[Python-Dev] "setuptools has divided the Python community"

P.J. Eby pje at telecommunity.com
Thu Mar 26 22:33:10 CET 2009


At 03:28 PM 3/26/2009 -0500, Guido van Rossum wrote:
>2009/3/26 Barry Warsaw <barry at python.org>:
> > BTW, under a better name, I would support putting pkg_resources in the
> > stdlib.
>
>Last time I looked it was an incredibly complicated piece of code that
>would have to be refactored considerably before it would be
>maintainable by the core developers. I never did manage to get a good
>understanding of the code, but I expect that a lot of the complexity
>exists so that it works for all Python versions.
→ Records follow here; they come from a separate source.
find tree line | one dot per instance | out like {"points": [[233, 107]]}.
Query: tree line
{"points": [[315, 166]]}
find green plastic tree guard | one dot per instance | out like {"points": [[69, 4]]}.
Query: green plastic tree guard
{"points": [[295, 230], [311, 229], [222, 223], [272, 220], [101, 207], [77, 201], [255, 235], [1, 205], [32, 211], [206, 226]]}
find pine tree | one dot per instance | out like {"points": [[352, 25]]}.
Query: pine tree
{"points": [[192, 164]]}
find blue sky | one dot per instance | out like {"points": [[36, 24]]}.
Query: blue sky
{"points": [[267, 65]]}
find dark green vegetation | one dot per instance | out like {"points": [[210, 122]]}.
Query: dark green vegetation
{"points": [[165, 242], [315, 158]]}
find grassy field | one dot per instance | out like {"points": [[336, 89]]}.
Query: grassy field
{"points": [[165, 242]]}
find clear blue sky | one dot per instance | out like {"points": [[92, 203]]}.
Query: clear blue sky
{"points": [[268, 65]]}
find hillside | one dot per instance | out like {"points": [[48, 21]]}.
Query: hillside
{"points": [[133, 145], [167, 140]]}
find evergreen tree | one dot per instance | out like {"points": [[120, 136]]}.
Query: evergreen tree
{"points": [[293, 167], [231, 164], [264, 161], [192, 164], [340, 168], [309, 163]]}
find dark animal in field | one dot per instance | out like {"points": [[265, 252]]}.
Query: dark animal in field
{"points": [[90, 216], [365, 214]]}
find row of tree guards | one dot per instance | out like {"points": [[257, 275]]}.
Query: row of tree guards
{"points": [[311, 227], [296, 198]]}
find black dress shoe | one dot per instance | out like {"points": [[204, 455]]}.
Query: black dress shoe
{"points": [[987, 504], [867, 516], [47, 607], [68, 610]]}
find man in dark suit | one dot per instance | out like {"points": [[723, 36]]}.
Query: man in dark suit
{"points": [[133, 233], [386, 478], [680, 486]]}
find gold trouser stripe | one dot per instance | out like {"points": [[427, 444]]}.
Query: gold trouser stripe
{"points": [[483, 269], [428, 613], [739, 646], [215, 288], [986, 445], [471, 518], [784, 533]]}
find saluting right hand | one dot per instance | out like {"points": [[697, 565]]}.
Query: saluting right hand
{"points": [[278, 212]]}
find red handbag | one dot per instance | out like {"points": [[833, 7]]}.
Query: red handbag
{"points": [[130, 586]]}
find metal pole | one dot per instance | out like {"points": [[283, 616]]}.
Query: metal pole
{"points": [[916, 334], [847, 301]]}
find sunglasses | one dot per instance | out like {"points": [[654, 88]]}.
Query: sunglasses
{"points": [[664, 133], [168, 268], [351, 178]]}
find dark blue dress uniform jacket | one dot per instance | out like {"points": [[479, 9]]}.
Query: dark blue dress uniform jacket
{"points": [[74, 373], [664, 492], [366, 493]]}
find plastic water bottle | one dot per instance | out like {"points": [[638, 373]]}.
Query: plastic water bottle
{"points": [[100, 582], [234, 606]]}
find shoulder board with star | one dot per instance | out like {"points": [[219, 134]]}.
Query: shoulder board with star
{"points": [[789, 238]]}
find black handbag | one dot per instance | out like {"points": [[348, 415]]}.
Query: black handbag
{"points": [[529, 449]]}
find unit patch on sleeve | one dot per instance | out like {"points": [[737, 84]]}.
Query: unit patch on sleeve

The stdlib version
>shouldn't need this -- it should only care about providing a stable
>API that works with the current version.

As someone else suggested, moving some of the functionality to PEP 
302 interfaces would also help.  Most of the code, though, deals with 
locating/inspecting installed distributions, resolving version 
requirements, and managing sys.path.  And most of the nastiest 
complexity comes from trying to support true filename access to 
resources -- if that were dropped from the stdlib, there'd be no need 
for egg caches and the like, along with all the complexity entailed.

Application environments such as Chandler, Trac, Zope, etc. that want 
their plugins to live in .egg files wouldn't necessarily be able to 
use such an API, but the independent pkg_resources wouldn't be 
disappearing.  (Of course, they could also implement 
application-specific file extraction, if the stdlib API included the 
ability to inspect and open zipped resources.)

The other significant source of complexity is dynamic management of 
namespace packages; specifically, trying to handle the situation 
where new sys.path entries (e.g. .egg files added as plugins) need to 
have their contents added to existing sys.modules __path__ 
entries.  This is perhaps another feature that could be dropped from 
the stdlib version, given a way to interop with pkg_resources or a replacement.